Hello! I have encountered a very weird behavior an...
# ask-community
a
Hello! I have encountered a very weird behavior and have no more ideas what could cause it. We do batch processing and use
create_flow_run
with
map
to create multiple flows, each with a different dict of parameters. On one server, all created flows receive the same
flow_run_id
, which means they overwrite their logs and we only see one in Prefect UI. (Locally I cannot reproduce it and every child flow has a different flow run ID. This server is running in docker, and in that setup
create_flow_run
was working correctly previously.) Does anyone have ideas? (Example code attached)
I could reduce the code to this: (Set backend to server, start a prefect server and agent.)
Copy code
from typing import List

from prefect import Client, Flow, Parameter, task, unmapped
from prefect.executors import LocalExecutor
from prefect.tasks.prefect import create_flow_run, wait_for_flow_run


@task(log_stdout=True)
def print_flow_details(dataset):
    import prefect

    print(f"prefect.context.flow_id: {prefect.context.flow_id}")
    print(f"prefect.context.flow_run_id: {prefect.context.flow_run_id}")
    print(f"dataset: {dataset}")


@task(log_stdout=True)
def assert_flow_run_ids_unique(flow_run_ids: List[str]):
    print(f"flow_run_ids: {flow_run_ids}")
    if len(set(flow_run_ids)) != len(flow_run_ids):
        raise RuntimeError(f"Two or more flow runs have same IDs: {flow_run_ids}")

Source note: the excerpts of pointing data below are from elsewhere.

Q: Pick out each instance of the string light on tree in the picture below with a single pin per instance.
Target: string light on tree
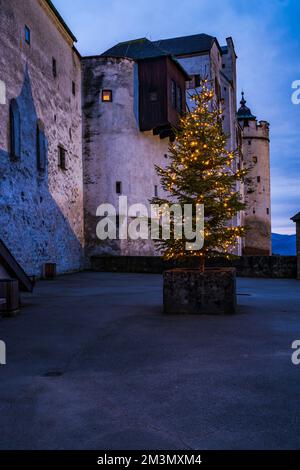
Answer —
(202, 170)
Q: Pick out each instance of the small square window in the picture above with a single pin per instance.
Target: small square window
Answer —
(107, 96)
(62, 160)
(54, 67)
(118, 187)
(27, 35)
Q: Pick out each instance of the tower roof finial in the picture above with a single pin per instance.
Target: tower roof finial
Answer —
(244, 112)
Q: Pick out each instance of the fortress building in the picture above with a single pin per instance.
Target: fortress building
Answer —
(256, 154)
(77, 132)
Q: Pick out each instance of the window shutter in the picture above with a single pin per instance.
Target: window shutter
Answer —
(15, 130)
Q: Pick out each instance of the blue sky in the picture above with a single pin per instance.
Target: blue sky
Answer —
(267, 39)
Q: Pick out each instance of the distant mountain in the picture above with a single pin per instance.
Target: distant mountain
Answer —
(283, 244)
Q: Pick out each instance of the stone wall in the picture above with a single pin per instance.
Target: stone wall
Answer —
(41, 212)
(256, 151)
(246, 266)
(115, 150)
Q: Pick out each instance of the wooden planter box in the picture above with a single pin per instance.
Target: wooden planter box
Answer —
(190, 291)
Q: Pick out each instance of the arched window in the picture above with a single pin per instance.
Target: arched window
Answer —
(15, 130)
(40, 146)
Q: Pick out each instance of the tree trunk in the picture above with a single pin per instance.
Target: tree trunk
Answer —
(202, 263)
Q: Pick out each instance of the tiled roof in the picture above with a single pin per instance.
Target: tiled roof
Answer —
(188, 44)
(140, 49)
(137, 49)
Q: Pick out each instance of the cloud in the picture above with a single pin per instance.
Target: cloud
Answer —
(266, 35)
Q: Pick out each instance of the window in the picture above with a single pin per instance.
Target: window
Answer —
(62, 157)
(40, 146)
(179, 99)
(54, 67)
(194, 82)
(153, 96)
(15, 130)
(197, 80)
(107, 96)
(173, 92)
(118, 187)
(27, 35)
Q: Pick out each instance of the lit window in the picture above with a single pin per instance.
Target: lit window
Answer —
(15, 130)
(197, 80)
(27, 35)
(40, 146)
(173, 92)
(62, 160)
(107, 96)
(54, 67)
(118, 187)
(153, 96)
(179, 99)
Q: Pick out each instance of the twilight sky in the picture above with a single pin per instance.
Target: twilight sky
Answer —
(267, 40)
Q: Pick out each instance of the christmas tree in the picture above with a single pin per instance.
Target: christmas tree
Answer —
(202, 171)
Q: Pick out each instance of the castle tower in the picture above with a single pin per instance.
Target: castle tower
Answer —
(256, 154)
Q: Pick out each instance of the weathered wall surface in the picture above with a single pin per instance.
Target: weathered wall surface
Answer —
(256, 151)
(246, 266)
(114, 149)
(41, 213)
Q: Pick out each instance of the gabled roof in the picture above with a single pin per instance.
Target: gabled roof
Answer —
(141, 49)
(296, 218)
(136, 49)
(61, 20)
(184, 45)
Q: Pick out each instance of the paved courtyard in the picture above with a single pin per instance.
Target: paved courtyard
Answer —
(92, 363)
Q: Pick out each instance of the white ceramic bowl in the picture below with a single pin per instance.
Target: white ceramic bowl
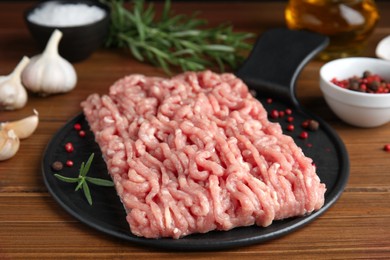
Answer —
(356, 108)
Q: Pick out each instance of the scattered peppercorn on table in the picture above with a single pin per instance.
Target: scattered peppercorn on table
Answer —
(34, 226)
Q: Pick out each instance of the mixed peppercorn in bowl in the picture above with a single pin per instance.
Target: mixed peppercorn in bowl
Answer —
(357, 90)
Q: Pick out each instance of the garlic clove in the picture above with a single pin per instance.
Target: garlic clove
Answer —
(48, 73)
(12, 93)
(383, 48)
(9, 144)
(23, 128)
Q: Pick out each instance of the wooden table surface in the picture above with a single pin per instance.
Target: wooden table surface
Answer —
(34, 226)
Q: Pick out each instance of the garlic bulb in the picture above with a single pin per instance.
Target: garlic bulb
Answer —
(23, 128)
(12, 93)
(9, 144)
(382, 50)
(49, 73)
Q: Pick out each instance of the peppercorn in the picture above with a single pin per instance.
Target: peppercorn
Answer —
(313, 125)
(304, 135)
(57, 166)
(69, 147)
(77, 126)
(274, 114)
(367, 83)
(367, 74)
(290, 127)
(69, 163)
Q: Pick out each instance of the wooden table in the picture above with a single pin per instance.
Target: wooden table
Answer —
(34, 226)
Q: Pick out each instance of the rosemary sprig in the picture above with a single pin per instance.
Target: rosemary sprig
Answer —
(174, 40)
(82, 179)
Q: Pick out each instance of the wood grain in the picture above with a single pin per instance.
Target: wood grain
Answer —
(34, 226)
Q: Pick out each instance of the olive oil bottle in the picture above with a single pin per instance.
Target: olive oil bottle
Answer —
(347, 23)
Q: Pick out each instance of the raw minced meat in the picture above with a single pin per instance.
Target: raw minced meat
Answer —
(196, 153)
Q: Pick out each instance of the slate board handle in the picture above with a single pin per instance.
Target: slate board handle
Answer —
(277, 58)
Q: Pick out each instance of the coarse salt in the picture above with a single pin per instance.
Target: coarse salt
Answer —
(65, 15)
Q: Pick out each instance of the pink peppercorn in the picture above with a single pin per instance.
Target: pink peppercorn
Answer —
(69, 163)
(304, 135)
(77, 126)
(274, 113)
(69, 147)
(81, 133)
(290, 127)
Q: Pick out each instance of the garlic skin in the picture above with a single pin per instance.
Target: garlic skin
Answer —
(23, 128)
(12, 93)
(48, 73)
(9, 144)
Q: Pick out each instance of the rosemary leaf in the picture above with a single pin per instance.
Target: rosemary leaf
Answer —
(82, 179)
(87, 165)
(80, 184)
(100, 182)
(66, 179)
(87, 192)
(179, 41)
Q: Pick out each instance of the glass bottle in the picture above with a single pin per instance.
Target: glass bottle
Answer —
(348, 23)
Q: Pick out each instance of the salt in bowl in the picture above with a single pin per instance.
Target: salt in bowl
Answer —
(80, 37)
(356, 108)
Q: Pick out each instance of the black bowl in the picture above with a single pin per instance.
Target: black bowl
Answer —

with Flow("child_flow") as child_flow:
    dataset = Parameter("dataset")
    print_flow_details(dataset)


with Flow("batch_flow") as batch_flow:
    parameters = Parameter("parameters")
    child_run_ids = create_flow_run.map(
        parameters=parameters,
        flow_name=unmapped("child_flow"),
    )
    assert_flow_run_ids_unique(child_run_ids)
    # flow_runs_finished = wait_for_flow_run.map(flow_run_id=child_run_ids)


def run_batch_flow(datasets=["dataset1", "dataset2"]):
    project_name = "default"
    client = Client()
    client.create_project(project_name=project_name)
    batch_flow.register(project_name=project_name)
    child_flow.register(project_name=project_name)

    state = batch_flow.run(
        executor=LocalExecutor(),
        parameters={
            "parameters": [{"dataset": d} for d in datasets],
        },
    )
    assert state.is_successful()


if __name__ == "__main__":
    run_batch_flow()
k
I think you might need to supply different idempotency keys otherwise they use the default
task_run_id
and repeat the idempotency keys, causing all of them to just trigger the same flow run.
1
a
Can you share what do you use as a value for “parameters”? you don’t have any default values which prevents this flow from being scheduled
a
I filled in (very minimal) parameters as default in the function
run_batch_flow
that starts the flow.
👍 1
Thanks, I didn't know about idempotency keys. I'm wondering why that didn't cause a problem locally.
That solved it, thanks!
🙌 1